Underwood entered the building. The vast assemblage of instruments and machines that had filled the main hall when he last saw it was gone now, replaced with rich paintings and fabulous tapestries had been ransacked from the treasuries of the Earth.

There was no one in sight. Underwood continued on until he came to the series of large exhibition rooms toward the rear. Here, apparently, were set up administrative offices to maintain whatever personal contact was necessary between Demarzule and the Disciples he ruled.

Then Underwood came to the central room at the rear of the center section of the building. Demarzule was there.

It was with an involuntary shock that Underwood saw again the alien creature he had restored to life. As he sat in the throne-like chair in the center of one wall of the room, the Great One seemed like some sculpture of an ancient god of evil executed in weathered bronze. Only the startling white of his eyes gave evidence of life in that enormous bulk.

Underwood hadn't expected the twenty Earthmen who sat near Demarzule, forming a semi-circle with the Great One in the center, as if in council. They sat in brooding silence. Not a word seemed to be passing between them, and Underwood watched in wonderment.

Then, slowly, Demarzule stirred. His white staring eyes moved, as though searching the room. His words came to Underwood.

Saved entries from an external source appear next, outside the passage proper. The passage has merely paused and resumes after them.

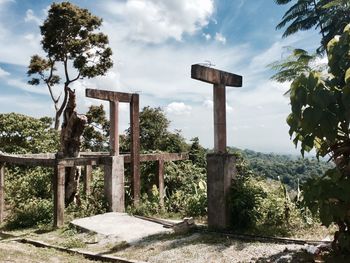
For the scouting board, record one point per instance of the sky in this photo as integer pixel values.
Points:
(154, 44)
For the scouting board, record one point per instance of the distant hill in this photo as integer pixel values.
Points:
(288, 167)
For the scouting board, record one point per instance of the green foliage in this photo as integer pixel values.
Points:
(320, 120)
(24, 134)
(96, 133)
(295, 64)
(327, 16)
(93, 204)
(186, 191)
(31, 213)
(154, 133)
(149, 204)
(197, 154)
(70, 39)
(287, 167)
(261, 206)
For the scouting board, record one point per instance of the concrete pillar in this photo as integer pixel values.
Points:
(114, 183)
(220, 172)
(114, 132)
(160, 181)
(2, 196)
(135, 147)
(87, 179)
(59, 184)
(219, 101)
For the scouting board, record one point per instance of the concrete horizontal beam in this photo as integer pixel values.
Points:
(87, 158)
(215, 76)
(166, 157)
(108, 95)
(28, 159)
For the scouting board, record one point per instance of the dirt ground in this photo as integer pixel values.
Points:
(194, 247)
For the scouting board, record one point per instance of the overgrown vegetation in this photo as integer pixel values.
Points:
(255, 204)
(319, 100)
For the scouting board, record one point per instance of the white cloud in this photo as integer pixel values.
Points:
(30, 17)
(2, 2)
(155, 21)
(3, 73)
(220, 38)
(207, 36)
(178, 108)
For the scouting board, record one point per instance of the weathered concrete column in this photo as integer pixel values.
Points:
(219, 102)
(59, 184)
(135, 146)
(160, 181)
(87, 179)
(220, 170)
(2, 196)
(114, 132)
(220, 164)
(114, 183)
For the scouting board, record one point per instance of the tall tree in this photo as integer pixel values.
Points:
(320, 120)
(71, 41)
(328, 16)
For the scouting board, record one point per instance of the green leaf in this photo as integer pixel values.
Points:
(347, 76)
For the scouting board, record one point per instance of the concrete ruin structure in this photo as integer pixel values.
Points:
(220, 164)
(112, 162)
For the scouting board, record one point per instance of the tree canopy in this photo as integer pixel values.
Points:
(320, 120)
(329, 17)
(70, 39)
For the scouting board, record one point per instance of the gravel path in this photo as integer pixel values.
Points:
(196, 248)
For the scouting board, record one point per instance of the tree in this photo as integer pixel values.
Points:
(320, 120)
(329, 17)
(197, 153)
(70, 40)
(154, 134)
(291, 67)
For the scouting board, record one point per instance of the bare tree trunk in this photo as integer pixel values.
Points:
(72, 129)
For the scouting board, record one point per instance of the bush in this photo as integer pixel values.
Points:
(262, 206)
(31, 213)
(93, 204)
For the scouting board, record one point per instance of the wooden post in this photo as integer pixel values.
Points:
(59, 181)
(160, 180)
(114, 132)
(2, 199)
(219, 118)
(135, 147)
(87, 179)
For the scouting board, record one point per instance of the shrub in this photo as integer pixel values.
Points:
(31, 213)
(261, 206)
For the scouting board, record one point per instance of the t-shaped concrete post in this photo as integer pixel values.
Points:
(220, 164)
(220, 79)
(114, 173)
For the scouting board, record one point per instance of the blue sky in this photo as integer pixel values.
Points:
(154, 43)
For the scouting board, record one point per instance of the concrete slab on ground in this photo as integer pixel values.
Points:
(121, 226)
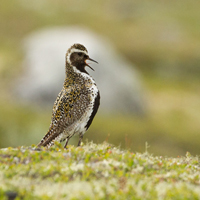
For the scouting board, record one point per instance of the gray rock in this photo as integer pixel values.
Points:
(118, 81)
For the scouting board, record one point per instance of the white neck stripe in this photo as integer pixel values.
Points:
(73, 51)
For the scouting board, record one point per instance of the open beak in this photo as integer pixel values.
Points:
(93, 61)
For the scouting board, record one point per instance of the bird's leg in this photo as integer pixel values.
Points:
(67, 140)
(80, 140)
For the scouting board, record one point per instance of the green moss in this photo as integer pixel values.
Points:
(96, 172)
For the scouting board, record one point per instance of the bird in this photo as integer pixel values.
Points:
(78, 101)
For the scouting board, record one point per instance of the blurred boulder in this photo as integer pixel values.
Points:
(44, 73)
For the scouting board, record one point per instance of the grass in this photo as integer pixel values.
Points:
(96, 171)
(161, 38)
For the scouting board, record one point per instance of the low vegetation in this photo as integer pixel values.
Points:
(95, 171)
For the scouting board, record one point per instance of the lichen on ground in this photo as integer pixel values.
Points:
(96, 171)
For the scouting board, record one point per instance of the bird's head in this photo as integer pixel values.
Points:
(77, 55)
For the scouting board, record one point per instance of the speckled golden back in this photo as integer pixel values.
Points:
(78, 101)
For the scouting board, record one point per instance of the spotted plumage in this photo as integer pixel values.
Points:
(78, 101)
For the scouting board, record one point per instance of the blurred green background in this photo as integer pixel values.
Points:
(162, 38)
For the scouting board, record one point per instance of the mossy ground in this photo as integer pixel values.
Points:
(96, 172)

"So you have come at last," he said. "You challenge Demarzule the Great One with your feeble powers. I know you, Delmar Underwood. They tell me it was you who found and restored me. I owe you much, and I would have offered you a high place in my realm which shall encompass the Universe. Yet you set yourself against me.

"I am merciful. You may still have your place if you choose. I need one such as you, just as I needed the brain and hands of Toshmere, who was so foolish as to think he could be the one to conquer the eons in my place. You know of his fate, I am sure."

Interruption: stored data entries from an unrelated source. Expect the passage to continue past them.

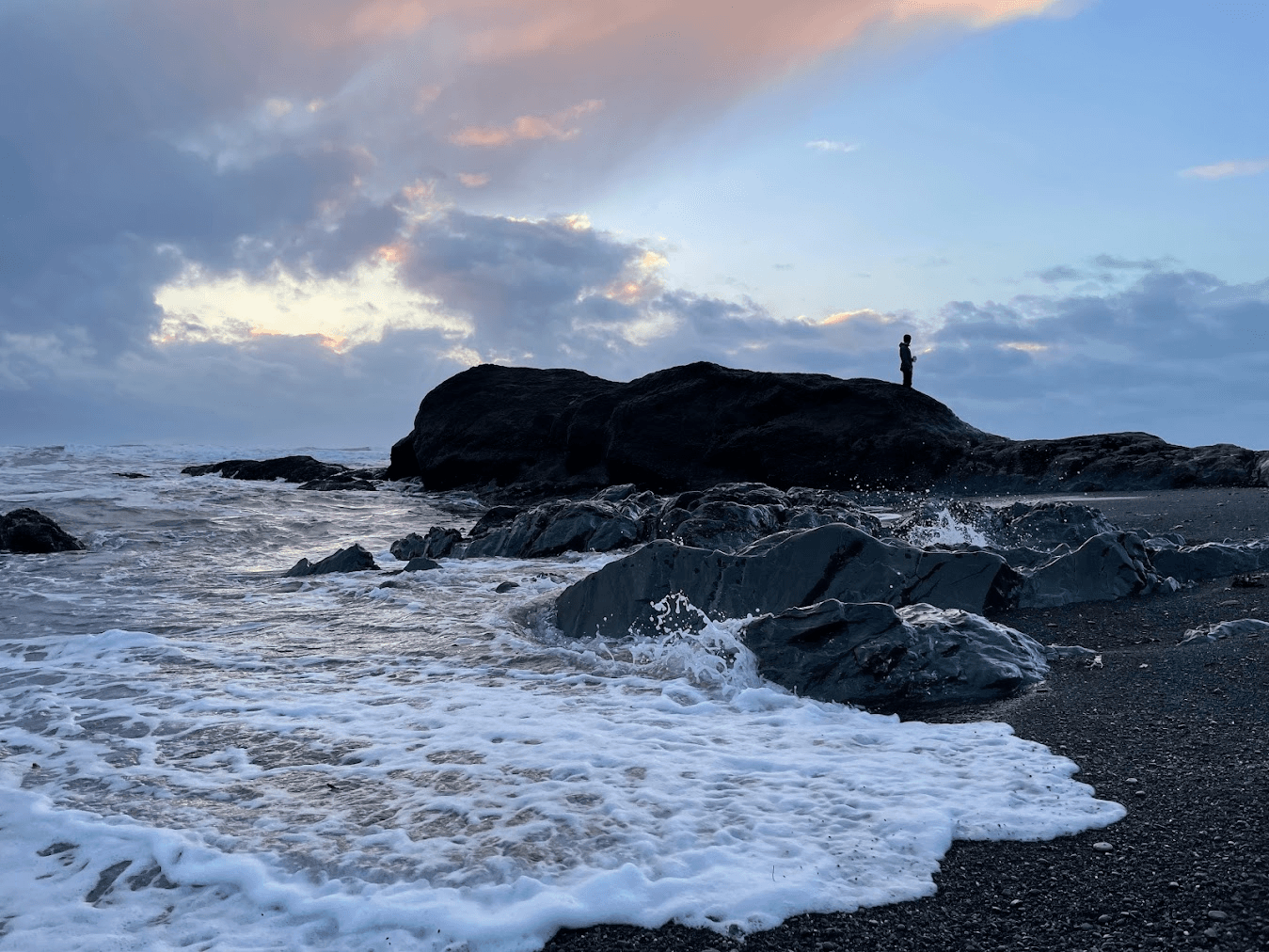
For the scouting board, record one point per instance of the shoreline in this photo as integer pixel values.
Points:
(1189, 865)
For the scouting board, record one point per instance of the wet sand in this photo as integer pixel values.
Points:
(1177, 734)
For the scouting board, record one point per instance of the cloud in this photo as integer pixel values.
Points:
(212, 207)
(527, 127)
(824, 145)
(1231, 167)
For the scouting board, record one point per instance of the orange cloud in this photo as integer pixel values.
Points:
(527, 127)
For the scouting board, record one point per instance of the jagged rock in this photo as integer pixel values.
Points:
(355, 559)
(436, 544)
(871, 653)
(1107, 566)
(1024, 526)
(563, 526)
(1225, 629)
(341, 485)
(551, 432)
(290, 468)
(494, 518)
(31, 532)
(830, 563)
(1062, 651)
(1212, 560)
(723, 518)
(733, 516)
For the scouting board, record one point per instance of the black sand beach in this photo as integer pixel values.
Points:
(1177, 734)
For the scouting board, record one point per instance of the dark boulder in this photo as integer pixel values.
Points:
(873, 653)
(830, 563)
(355, 559)
(563, 526)
(290, 468)
(29, 532)
(1108, 566)
(724, 518)
(1036, 526)
(436, 544)
(1212, 560)
(549, 432)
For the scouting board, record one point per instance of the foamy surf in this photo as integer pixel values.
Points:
(331, 764)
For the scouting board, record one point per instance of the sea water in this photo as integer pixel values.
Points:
(197, 752)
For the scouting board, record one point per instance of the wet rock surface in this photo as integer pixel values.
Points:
(355, 559)
(29, 532)
(545, 432)
(1174, 733)
(862, 653)
(830, 563)
(313, 473)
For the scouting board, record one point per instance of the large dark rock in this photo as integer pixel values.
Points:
(830, 563)
(1212, 560)
(355, 559)
(871, 653)
(290, 468)
(31, 532)
(1108, 566)
(436, 544)
(726, 518)
(551, 432)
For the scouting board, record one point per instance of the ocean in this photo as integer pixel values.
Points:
(199, 753)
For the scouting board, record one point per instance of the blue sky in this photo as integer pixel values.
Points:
(284, 222)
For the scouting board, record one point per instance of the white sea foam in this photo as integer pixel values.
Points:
(218, 756)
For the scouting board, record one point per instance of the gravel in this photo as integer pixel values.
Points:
(1177, 734)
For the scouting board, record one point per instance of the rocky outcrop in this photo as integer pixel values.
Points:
(726, 518)
(551, 432)
(1218, 631)
(1108, 566)
(832, 563)
(873, 653)
(355, 559)
(1212, 560)
(436, 544)
(31, 532)
(313, 473)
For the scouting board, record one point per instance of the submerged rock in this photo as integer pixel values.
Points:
(1108, 566)
(436, 544)
(31, 532)
(1212, 560)
(830, 563)
(873, 653)
(355, 559)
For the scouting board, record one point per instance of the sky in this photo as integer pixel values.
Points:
(283, 221)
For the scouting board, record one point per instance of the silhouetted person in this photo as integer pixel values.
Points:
(906, 359)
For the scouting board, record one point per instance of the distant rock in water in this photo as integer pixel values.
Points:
(313, 473)
(29, 532)
(355, 559)
(552, 432)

Demarzule's speech was a paralyzing shock. Underwood had made no revelation of himself, yet the alien had detected his presence. Through theabasa, he sensed the might and power of Demarzule, the full potentialities that lay in the three organs that the ancient race had developed, potentialities that he had scarcely touched in the short weeks of experimentation.

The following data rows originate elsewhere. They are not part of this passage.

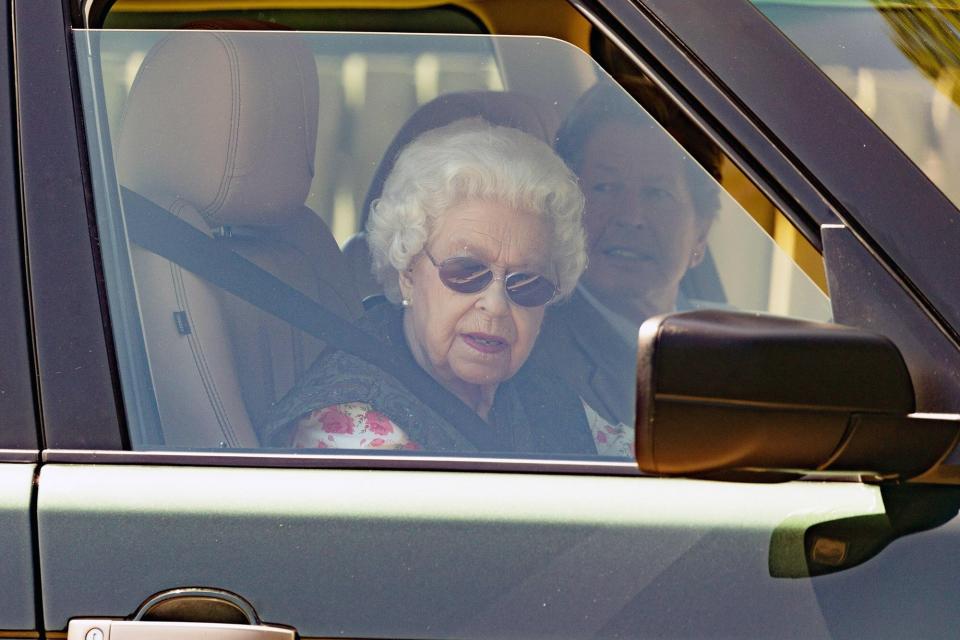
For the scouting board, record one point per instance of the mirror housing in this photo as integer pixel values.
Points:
(720, 393)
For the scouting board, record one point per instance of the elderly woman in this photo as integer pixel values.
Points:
(478, 229)
(649, 208)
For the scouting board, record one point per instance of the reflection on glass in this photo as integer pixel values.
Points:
(469, 181)
(899, 61)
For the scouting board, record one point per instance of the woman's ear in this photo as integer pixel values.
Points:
(405, 280)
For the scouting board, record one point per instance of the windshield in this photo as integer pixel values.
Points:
(318, 241)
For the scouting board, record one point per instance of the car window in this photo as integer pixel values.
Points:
(370, 242)
(897, 61)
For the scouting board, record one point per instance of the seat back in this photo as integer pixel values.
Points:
(220, 130)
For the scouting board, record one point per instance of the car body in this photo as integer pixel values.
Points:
(457, 546)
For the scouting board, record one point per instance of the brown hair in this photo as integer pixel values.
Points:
(606, 103)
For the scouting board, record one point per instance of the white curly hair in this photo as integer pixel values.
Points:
(474, 160)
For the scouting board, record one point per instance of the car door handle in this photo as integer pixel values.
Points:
(104, 629)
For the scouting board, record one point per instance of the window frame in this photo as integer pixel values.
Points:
(18, 437)
(82, 409)
(782, 93)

It made him sick for an instant with the fear of almost certain defeat. Then he struck, furiously, and with all the power that was in him.

Never before had he hurled such a bolt of devastation. With satisfaction he sensed Demarzule's powers sway and wither before its blast, but the Great One absorbed it and recovered after an instant.

"You are a worthy opponent," said Demarzule. "You have accomplished much in so short a time, but not enough, I fear. Once more I extend my offer to join me. As my lieutenant, you might become governor of many Galaxies."

Underwood remained silent, conserving his forces for another blast which Demarzule could surely not endure. He hurled it and felt the energies flowing from him in a life-destroying stream. Demarzule's bronze face was only smiling sardonically as he met that attack—and absorbed it.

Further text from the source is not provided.